Não cheguei a acabar de beber a cerveja.
- Chega aqui, depressa.
- Estou a beber, pá. Tem calma. Ou é assim assunto tão urgente?
O cabo-enfermeiro, excitadíssimo de gozo, tirou-me a garrafa da mão e acrescentou:
- Ou vens já, ou perdes o melhor espetáculo da tua vida.
Intrigado, perguntei-lhe ainda:
- Mas o que é? Não me podes dizer?
Sem resposta, puxado por um braço, segui o cabo até ao barracão que o improviso e a imaginação transformaram em enfermaria do destacamento. À porta aglomeravam-se homens, mulheres e crianças: negros da povoação que vinham ao quartel para um tratamento ou uma injeção, para o diagnóstico erudito do cabo João, o doc de circunstância que fornecia penicilina em quantidades sempre insuficientes para as blenorragias coletivas. Alice, a negra dos olhos de amêndoa, lá estava também, com um pé embrulhado num pedaço de pano encharcado em sangue. «Foi um tijolo caiu no pé, fez frida nos dedo», disse-me ela quando os meus olhos de espanto e amizade se deslocaram para o fundo da sua perna linda, dum castanho ovomaltine.
Entrei seguido pelo cabo que, com o indicador sobre a boca, me solicitou um silêncio cúmplice. Depois abriu levemente a cortina e com um gesto convidou-me a espreitar.
Frente a nós, sobre a marquesa, estava estendida uma velha. Percebi-lhe uma certa irritação na forma exuberante como gesticulava acompanhando monossílabos mais ao menos grotescos, proferidos no dialeto kikongo que eu não entendia. De pernas esqueléticas, abertas esmesuradamente, os pés disformes e calosos, apertava nas mãos fechadas o pano que a envolvia, enquanto o alferes Simão, sem luvas, explorava os entrefolhos da vagina e contemplava, guloso, o sexo ancilosado da velha.
- Mas este gajo percebe alguma coisa disto?
- Nada – respondeu-me o cabo – O gajo é tarado, e como a velha se queixava da barriga, ele quis ver-lhe a cona. Disse que tratava dela num instante.
- E ela deixa?
Um misto de indignação e espanto percorria-me o cérebro. O que via era demasiado inverosímil e nojento para aceitar como real.

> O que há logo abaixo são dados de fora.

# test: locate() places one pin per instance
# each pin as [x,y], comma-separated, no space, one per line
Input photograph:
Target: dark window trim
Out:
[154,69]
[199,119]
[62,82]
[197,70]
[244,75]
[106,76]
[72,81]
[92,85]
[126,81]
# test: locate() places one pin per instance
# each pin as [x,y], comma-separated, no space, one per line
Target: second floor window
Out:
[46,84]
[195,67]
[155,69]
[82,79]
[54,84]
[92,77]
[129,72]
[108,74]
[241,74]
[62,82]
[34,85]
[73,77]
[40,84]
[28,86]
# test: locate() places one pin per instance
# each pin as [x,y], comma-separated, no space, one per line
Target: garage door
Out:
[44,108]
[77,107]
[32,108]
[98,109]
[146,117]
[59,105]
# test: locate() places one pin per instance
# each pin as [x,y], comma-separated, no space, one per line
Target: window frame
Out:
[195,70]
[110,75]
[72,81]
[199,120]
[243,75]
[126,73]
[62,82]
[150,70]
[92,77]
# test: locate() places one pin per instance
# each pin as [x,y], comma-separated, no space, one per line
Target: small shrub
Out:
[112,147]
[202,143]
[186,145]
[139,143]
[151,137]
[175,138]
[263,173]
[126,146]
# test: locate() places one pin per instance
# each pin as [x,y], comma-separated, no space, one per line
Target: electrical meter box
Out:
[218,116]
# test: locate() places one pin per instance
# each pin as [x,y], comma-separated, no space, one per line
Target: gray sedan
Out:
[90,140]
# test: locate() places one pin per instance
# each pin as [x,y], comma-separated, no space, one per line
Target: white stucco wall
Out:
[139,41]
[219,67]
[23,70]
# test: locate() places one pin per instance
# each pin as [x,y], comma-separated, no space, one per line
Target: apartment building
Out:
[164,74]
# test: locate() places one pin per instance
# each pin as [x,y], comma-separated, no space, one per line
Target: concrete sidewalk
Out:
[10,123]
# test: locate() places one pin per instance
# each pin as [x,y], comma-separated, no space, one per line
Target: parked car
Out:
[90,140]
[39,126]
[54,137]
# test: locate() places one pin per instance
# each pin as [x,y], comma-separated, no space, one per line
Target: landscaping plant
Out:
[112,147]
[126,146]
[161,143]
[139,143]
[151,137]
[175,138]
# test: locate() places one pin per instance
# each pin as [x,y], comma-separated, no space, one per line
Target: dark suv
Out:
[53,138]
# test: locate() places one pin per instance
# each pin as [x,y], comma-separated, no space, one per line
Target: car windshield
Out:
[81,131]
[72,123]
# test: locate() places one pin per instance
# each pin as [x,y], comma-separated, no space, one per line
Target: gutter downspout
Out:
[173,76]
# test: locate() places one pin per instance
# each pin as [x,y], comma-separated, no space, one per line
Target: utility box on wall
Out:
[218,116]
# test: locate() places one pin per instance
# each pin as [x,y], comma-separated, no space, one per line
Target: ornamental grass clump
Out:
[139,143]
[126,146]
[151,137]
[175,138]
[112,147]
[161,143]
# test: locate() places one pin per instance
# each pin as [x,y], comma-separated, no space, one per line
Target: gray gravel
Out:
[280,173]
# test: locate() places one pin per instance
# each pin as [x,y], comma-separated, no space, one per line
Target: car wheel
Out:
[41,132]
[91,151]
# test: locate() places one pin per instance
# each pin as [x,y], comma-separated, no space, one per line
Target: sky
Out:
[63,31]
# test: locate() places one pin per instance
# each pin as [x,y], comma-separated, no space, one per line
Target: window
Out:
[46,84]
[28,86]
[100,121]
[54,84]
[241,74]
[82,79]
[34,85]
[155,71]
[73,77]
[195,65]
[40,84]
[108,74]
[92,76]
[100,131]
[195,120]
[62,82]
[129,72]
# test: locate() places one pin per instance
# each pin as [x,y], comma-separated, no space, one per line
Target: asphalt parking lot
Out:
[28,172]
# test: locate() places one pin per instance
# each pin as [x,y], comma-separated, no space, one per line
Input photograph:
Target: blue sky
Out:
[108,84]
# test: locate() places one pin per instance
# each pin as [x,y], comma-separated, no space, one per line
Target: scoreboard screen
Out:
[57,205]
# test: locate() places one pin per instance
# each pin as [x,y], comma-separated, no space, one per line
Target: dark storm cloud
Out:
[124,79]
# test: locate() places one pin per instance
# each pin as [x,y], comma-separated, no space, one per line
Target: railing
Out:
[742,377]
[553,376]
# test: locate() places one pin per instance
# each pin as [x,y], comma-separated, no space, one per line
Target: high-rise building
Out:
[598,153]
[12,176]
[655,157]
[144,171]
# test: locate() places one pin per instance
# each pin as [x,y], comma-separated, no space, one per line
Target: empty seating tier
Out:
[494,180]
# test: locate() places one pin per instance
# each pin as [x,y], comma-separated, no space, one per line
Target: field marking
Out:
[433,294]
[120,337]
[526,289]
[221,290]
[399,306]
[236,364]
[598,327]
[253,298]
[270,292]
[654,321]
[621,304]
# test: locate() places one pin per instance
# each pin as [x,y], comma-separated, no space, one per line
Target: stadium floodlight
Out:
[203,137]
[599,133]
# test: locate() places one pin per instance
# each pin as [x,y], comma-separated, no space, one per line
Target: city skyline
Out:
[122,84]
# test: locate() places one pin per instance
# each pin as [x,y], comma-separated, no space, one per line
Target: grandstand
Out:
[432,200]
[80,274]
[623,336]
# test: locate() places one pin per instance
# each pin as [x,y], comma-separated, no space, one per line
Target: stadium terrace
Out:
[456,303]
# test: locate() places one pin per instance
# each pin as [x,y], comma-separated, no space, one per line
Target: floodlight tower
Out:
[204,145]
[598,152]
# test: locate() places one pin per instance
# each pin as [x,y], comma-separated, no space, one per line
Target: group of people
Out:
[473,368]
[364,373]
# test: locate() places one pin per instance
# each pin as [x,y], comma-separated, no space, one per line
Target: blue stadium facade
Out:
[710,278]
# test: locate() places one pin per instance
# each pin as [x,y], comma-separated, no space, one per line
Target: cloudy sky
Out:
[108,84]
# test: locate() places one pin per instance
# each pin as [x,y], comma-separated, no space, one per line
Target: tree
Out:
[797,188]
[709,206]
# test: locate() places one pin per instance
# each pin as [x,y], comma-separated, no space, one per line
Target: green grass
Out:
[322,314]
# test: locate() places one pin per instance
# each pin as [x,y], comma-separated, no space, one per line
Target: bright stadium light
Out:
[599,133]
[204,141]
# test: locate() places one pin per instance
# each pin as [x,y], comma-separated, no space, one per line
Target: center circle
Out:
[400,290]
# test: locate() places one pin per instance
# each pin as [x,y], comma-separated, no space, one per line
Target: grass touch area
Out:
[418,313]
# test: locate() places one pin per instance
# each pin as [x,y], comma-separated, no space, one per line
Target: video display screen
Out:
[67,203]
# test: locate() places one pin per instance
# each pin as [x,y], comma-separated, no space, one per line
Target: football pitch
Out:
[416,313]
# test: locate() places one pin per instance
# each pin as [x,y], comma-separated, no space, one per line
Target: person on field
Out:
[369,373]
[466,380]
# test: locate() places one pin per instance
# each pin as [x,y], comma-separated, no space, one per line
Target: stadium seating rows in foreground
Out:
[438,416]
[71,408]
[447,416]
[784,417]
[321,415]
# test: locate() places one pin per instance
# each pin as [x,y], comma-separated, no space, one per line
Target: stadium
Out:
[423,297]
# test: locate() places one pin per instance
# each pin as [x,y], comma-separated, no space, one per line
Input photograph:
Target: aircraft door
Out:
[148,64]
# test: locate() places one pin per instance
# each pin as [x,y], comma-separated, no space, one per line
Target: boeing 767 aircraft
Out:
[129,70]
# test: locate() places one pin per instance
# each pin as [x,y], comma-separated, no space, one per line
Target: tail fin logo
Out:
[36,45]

- Então, que queres? O gajo é alferes e a pretalhada julga que o gajo sabe de tudo. Deixa-se levar.
Senti-me tonto. Uma náusea enorme começou a revolver-me. As pernas tremeram-me e tive de encostar-me à parede do barraco. Nesse momento saía o alferes, feliz. O cabo João perguntou-lhe, matreiro:
- Foi a primeira vez, não foi, meu alferes?
Sorrindo e piscando o olho ao cabo, o alferes Simão procurou disfarçar enquanto se encaminhou apressado para a retrete:
- Não! Era o que faltava!
O cabo João apercebeu-se então da minha palidez estranha.
- O que tens, pá? Estás branco… e a suar!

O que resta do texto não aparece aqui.